White, Rosé and Sparkling
The temperature of your regular refrigerator is about the right temperature for easy going wines like young Sauvignon Blancs, Prosecco and Argentine Torrontés. For richer wines like oaked chardonnays or Burgundies letting the wine warm up a few degrees will allow much more character shine through. The same can be said for vintage champagne or high end sparkling.
First thing is first, forget about room temperature. It is an old expression which predates global warming and central heating systems. As someone once said to me - Think room temperature of a castle. Cool is key. If you look on the back label of a bottle of red, it will often give you a recommended serving temperature and it is never room temperature.
Most reds are best served between 16 and 18 degrees Celsius (60 to 65 Fahrenheit) whereas room temperature is generally above 20 degrees Celsius (68+ Fahrenheit) depending where you live and the time of year.
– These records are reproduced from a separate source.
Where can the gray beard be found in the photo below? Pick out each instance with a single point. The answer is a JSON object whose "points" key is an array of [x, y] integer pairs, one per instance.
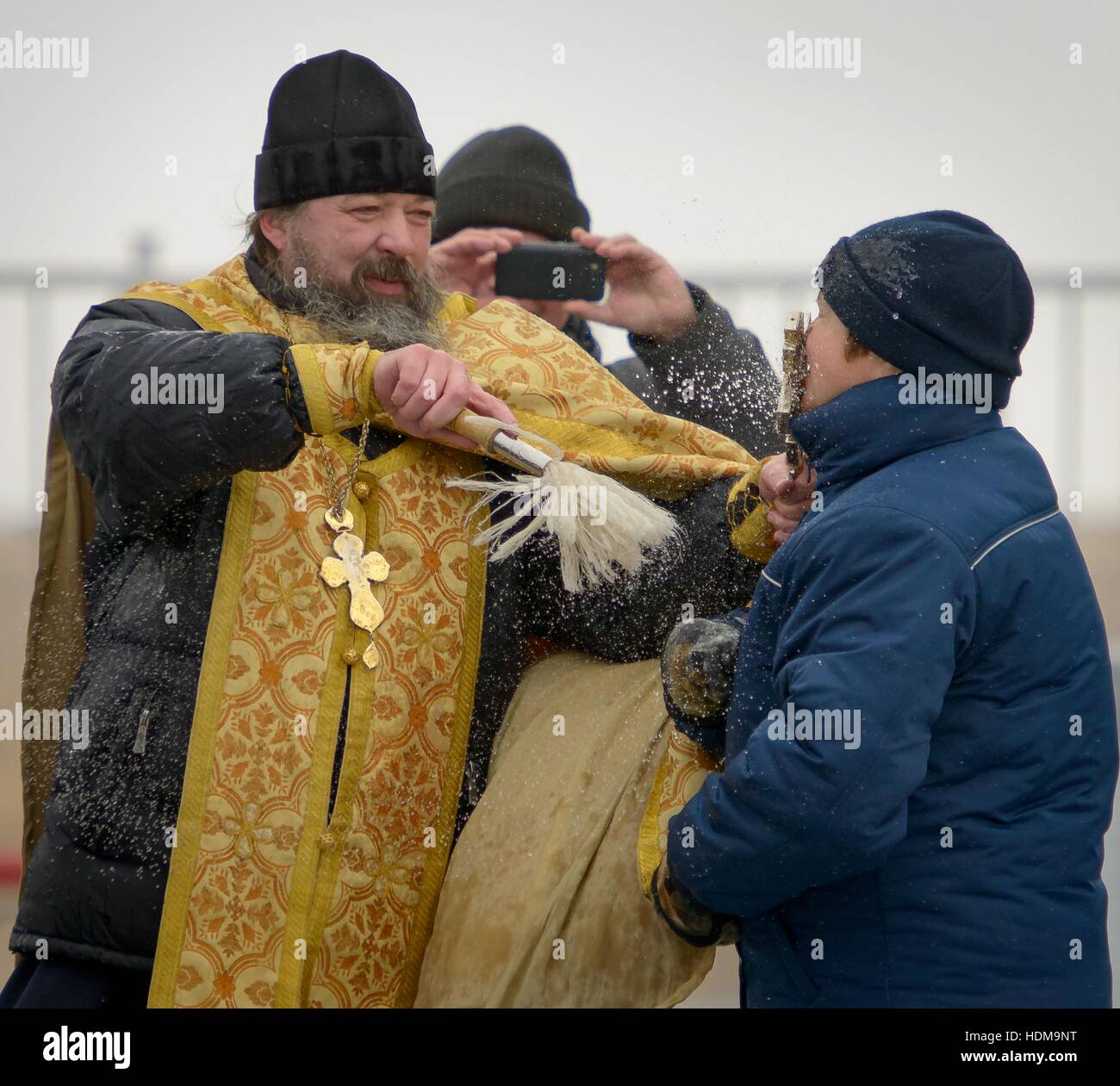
{"points": [[387, 324]]}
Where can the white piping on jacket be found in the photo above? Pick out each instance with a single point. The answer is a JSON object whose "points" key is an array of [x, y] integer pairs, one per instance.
{"points": [[1004, 538]]}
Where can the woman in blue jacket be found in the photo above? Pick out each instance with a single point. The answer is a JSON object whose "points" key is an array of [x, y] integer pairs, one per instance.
{"points": [[921, 738]]}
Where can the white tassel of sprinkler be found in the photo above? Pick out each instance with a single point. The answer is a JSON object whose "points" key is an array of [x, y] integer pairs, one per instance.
{"points": [[622, 531]]}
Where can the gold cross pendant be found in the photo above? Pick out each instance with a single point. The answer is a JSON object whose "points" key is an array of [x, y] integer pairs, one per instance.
{"points": [[357, 570]]}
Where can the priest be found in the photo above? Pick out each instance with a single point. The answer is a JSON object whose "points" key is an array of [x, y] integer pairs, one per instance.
{"points": [[294, 655]]}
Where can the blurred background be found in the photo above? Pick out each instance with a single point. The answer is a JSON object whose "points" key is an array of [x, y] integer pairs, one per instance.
{"points": [[678, 130]]}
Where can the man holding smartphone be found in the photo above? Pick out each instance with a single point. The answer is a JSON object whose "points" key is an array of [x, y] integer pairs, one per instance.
{"points": [[512, 187]]}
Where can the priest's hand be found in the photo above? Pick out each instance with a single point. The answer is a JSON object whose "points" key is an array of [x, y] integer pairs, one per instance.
{"points": [[465, 261], [648, 297], [422, 390], [787, 499]]}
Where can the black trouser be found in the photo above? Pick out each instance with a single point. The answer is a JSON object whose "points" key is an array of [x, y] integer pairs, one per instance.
{"points": [[68, 984]]}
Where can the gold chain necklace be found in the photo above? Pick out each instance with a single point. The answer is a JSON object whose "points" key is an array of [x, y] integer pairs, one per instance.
{"points": [[354, 567]]}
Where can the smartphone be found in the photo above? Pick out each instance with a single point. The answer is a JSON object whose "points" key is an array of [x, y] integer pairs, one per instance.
{"points": [[557, 271]]}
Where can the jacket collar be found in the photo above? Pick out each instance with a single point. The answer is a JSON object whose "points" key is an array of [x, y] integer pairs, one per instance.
{"points": [[866, 428], [579, 331]]}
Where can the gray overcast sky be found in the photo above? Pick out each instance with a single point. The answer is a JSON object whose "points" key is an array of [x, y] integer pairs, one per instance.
{"points": [[785, 160]]}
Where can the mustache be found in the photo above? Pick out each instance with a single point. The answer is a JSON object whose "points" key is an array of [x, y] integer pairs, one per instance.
{"points": [[391, 269]]}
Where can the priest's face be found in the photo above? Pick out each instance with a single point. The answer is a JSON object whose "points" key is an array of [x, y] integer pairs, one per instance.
{"points": [[355, 264]]}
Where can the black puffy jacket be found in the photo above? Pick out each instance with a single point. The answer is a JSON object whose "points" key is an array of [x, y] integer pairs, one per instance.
{"points": [[94, 888], [713, 374]]}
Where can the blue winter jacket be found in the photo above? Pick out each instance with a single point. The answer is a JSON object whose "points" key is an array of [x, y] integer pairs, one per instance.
{"points": [[942, 847]]}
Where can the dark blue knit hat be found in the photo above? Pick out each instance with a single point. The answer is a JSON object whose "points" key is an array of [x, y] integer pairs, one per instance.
{"points": [[937, 290]]}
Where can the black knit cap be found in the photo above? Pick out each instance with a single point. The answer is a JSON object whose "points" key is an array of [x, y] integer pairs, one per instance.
{"points": [[508, 177], [339, 123], [937, 290]]}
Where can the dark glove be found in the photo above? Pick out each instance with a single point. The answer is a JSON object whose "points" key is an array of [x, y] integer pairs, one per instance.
{"points": [[698, 665], [686, 916]]}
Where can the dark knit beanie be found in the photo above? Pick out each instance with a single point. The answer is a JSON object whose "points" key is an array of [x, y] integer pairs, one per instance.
{"points": [[937, 290], [337, 124], [508, 177]]}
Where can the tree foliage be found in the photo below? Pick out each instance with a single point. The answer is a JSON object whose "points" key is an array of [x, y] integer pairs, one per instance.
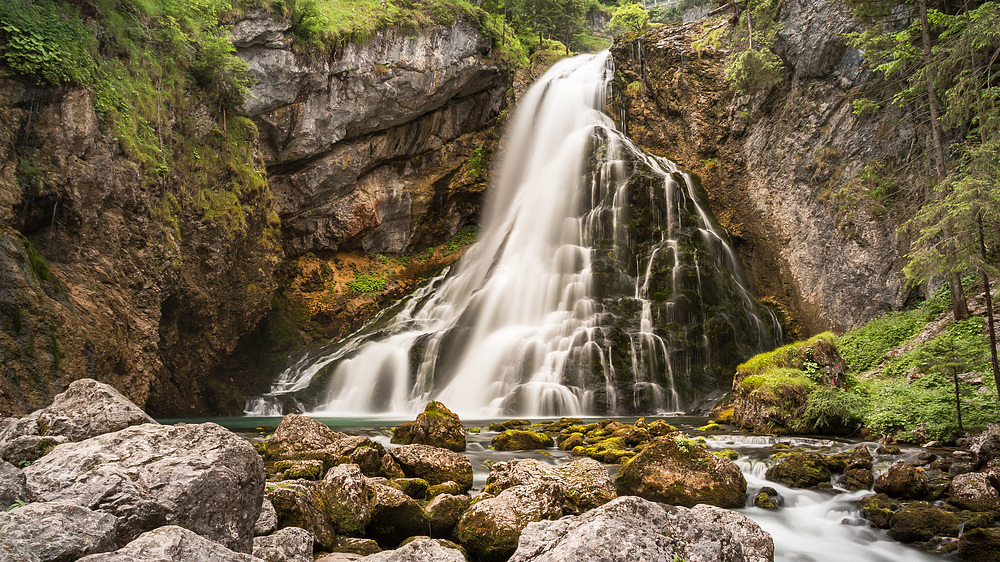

Why is the temperature so important?
Wines today have higher alcohol content than they used to and when served at a warm temperature, the alcohol is much more noticeable both on the nose and on the palate. This will overshadow the subtle aromas of the wine. Serving a wine cool or slightly chilled will also make it fresher and more inviting to drink.
If you are not lucky enough to live in a castle or have a wine fridge, then putting your red in the fridge for 15 to 30 minutes before drinking should do the trick.
Don’t be afraid to adapt the temperature of your reds throughout the year. For example, here in Buenos Aires in the peak of summer the temp can easily be 35C (95F) So if we are sitting outside I will make sure our reds are really cold, because within minutes of serving it will be getting warm. Likewise if you are coming in from the cold in the middle of winter in Norway, a chilled wine is probably not what you were looking forward to.
Style of wine
An easy rule to remember is that the bolder, richer and more full bodied the wine, the warmer it can be served. The lighter, the cooler. This goes for both red and whites, but is more important for red wine.
Pinot Noir is light and has very little tannins, therefore on a warm day serving it chilled is very pleasant. Whereas a Bordeaux or Napa Cabernet Sauvignon - both wines with higher tannins, and a lot of structure, serving them chilled will result in a very harsh tannic taste. Therefore these wines are typically served around 18°C (65F) and Pinots at a cooler 16°C (60F)
The key with reds is having the bottle cool to the touch. Feel free to experiment. Taste the wine, give it more time in the fridge if it’s still too warm. Don't be afraid to change the temperature throughout the year and most importantly, make sure you are enjoying what you drink!